TVA Coal Ash Clean up:

The Dec. 22, 2008, spill at TVA's Kingston Fossil Plant dumped 5.4 million cubic yards of coal ash into the Emory River, Swan Pond Creek and surrounding community.
December 30, 2008. Swan Pond, Kingston, Tenn.

The first phase of the cleanup, which involves removing 3 million cubic yards of coal ash from the Emory River and shipping it to the Uniontown Alabama landfill, should be complete this spring. TVA has committed to spending at least $428.5 million during the first phase, but some of those contracts will extend into the second phase, officials say.

Steve McCracken, who has managed three extensive environmental recovery and remediation projects for the Department of Energy, joined TVA as general manager of the Kingston Ash Recovery Project this past September.
Steve McCracken, general manager Kingston Ash Recovery Project

At a community meeting in Kingston on Tuesday night McCracken released initial plans for public review, covering phase two and three of the coal ash clean up.

Alternative 1: Excavate ash from the embayment, close the dredge cells of the failed holding pond and ship 2.8 million cubic yards of coal ash offsite for permanent storage - $439.6 million to $455.3 million.

Alternative 2 - Excavate ash from the embayment and portions of the dredge cells, and ship 6.8 million cubic yards of coal ash offsite for permanent storage - $719.3 million to $741.1 million.
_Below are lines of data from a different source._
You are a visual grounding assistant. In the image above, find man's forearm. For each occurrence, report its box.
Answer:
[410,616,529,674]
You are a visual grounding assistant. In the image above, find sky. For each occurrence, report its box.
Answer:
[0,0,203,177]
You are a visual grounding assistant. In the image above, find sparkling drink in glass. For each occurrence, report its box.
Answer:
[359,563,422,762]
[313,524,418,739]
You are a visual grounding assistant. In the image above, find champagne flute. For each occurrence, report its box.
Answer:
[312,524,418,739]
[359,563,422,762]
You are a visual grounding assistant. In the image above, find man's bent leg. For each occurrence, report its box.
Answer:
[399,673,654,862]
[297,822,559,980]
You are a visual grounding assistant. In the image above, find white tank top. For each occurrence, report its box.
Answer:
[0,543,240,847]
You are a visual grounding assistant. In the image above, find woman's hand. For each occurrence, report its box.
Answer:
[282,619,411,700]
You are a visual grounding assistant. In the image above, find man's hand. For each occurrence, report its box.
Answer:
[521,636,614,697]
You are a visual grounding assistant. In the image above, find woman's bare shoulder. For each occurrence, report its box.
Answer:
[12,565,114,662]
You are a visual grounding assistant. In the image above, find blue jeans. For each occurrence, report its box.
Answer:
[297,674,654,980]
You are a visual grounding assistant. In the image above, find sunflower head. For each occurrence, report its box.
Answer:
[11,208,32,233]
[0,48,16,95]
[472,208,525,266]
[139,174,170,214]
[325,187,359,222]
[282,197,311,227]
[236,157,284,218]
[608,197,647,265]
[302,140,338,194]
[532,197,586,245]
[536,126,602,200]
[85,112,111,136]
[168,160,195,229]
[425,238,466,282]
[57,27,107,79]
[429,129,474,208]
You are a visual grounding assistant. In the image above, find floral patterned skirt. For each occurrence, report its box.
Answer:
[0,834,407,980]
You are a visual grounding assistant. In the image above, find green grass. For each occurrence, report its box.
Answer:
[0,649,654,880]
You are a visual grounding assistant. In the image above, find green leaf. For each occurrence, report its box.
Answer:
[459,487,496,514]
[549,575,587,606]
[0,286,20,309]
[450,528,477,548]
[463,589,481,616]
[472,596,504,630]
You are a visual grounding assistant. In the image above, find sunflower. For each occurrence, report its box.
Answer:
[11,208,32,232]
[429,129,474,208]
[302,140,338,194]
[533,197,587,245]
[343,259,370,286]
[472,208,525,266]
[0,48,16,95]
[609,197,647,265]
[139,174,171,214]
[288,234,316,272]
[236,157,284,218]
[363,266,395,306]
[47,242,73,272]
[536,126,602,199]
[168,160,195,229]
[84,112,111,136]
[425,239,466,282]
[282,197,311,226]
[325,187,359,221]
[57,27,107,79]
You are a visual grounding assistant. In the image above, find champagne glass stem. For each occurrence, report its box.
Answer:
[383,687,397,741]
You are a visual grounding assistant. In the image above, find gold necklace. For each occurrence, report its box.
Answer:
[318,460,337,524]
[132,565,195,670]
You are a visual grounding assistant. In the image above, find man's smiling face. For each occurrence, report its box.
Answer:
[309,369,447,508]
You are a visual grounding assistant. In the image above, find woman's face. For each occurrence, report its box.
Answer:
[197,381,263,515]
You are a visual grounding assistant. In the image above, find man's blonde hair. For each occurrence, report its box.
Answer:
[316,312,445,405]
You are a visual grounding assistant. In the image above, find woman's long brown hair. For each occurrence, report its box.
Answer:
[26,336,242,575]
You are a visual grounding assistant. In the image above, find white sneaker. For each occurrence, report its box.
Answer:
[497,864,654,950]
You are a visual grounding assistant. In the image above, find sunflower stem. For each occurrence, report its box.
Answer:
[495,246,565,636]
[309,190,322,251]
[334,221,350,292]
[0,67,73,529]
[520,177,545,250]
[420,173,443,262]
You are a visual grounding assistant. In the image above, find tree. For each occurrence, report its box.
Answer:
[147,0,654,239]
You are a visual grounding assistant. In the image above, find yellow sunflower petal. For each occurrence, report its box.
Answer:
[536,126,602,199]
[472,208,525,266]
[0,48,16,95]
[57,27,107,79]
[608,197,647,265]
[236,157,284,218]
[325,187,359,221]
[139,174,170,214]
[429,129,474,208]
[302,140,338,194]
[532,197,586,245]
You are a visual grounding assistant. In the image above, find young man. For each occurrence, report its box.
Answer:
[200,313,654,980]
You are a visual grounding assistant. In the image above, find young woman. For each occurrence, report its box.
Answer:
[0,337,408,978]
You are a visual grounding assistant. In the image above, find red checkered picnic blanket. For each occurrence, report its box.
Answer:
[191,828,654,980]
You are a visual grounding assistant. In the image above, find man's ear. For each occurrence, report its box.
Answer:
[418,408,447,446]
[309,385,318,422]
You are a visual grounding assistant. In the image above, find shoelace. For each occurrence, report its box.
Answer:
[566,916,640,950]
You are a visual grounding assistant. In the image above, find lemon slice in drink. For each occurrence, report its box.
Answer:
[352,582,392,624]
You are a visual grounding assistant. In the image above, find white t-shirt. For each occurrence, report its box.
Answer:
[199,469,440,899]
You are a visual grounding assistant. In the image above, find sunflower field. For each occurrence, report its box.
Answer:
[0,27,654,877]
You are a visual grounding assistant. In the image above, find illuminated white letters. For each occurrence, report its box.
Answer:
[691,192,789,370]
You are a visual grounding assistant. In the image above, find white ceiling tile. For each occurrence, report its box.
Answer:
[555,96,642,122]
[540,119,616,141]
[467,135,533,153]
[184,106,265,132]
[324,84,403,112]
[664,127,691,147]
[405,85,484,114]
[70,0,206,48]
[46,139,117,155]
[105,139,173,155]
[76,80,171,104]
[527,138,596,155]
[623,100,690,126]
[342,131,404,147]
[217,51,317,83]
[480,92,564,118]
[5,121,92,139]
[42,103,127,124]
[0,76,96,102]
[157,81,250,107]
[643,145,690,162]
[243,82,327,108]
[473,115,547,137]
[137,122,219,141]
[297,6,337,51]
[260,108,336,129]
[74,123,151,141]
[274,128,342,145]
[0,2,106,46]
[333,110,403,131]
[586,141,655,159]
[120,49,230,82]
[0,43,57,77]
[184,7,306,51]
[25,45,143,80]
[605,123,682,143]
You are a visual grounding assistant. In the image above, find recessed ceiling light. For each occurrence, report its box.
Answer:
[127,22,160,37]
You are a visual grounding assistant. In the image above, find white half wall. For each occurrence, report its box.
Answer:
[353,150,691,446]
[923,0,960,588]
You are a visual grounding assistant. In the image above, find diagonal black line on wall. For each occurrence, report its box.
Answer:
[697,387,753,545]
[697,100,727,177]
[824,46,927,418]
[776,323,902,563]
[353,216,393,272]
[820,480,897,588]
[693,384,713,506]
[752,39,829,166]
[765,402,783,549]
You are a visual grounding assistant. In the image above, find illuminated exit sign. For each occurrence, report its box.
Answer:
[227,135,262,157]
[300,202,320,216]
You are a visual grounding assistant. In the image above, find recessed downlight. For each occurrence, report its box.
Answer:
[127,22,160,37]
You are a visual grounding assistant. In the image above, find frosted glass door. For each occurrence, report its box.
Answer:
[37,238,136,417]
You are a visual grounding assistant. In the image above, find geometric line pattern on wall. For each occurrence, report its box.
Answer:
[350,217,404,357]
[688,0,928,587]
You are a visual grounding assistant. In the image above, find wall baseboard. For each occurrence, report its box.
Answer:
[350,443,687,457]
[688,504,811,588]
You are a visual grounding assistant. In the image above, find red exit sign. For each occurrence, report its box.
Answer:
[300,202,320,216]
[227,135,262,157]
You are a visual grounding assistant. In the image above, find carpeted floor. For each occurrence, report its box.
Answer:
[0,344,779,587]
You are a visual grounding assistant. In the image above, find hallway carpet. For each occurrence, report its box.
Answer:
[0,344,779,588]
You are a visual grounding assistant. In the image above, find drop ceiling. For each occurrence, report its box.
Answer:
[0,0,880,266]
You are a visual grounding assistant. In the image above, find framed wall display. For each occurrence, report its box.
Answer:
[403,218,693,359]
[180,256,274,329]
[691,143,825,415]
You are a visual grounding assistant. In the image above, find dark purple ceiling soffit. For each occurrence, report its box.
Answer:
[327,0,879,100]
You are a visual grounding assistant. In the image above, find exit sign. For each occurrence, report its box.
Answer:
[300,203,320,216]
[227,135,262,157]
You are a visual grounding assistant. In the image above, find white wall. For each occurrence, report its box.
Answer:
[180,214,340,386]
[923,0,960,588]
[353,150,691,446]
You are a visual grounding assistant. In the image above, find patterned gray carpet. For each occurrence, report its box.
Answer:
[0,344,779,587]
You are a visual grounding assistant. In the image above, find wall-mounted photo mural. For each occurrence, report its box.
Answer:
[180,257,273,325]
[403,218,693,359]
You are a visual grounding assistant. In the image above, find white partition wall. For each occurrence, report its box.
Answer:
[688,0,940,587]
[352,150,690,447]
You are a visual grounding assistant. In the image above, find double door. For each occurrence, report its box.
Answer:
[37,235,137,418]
Alternative 3 - Excavate ash from the embayment and dispose of the 2.4 million cubic yards of coal ash in rebuilt dredge cells that would be capped and closed - $268.2 million to $315.5 million.

At the end of the meeting during a public Q & A, McCracken was asked what the situation would be for disposing of coal ash "if" the EPA classified it as hazardous material in the near future. McCracken stated, "In the United States fossil fuel plants (coal burning power plants) create 170 million tons of coal ash per year. The United States does not have the facilities to handle the volume of material if coal ash would be classified as hazardous material."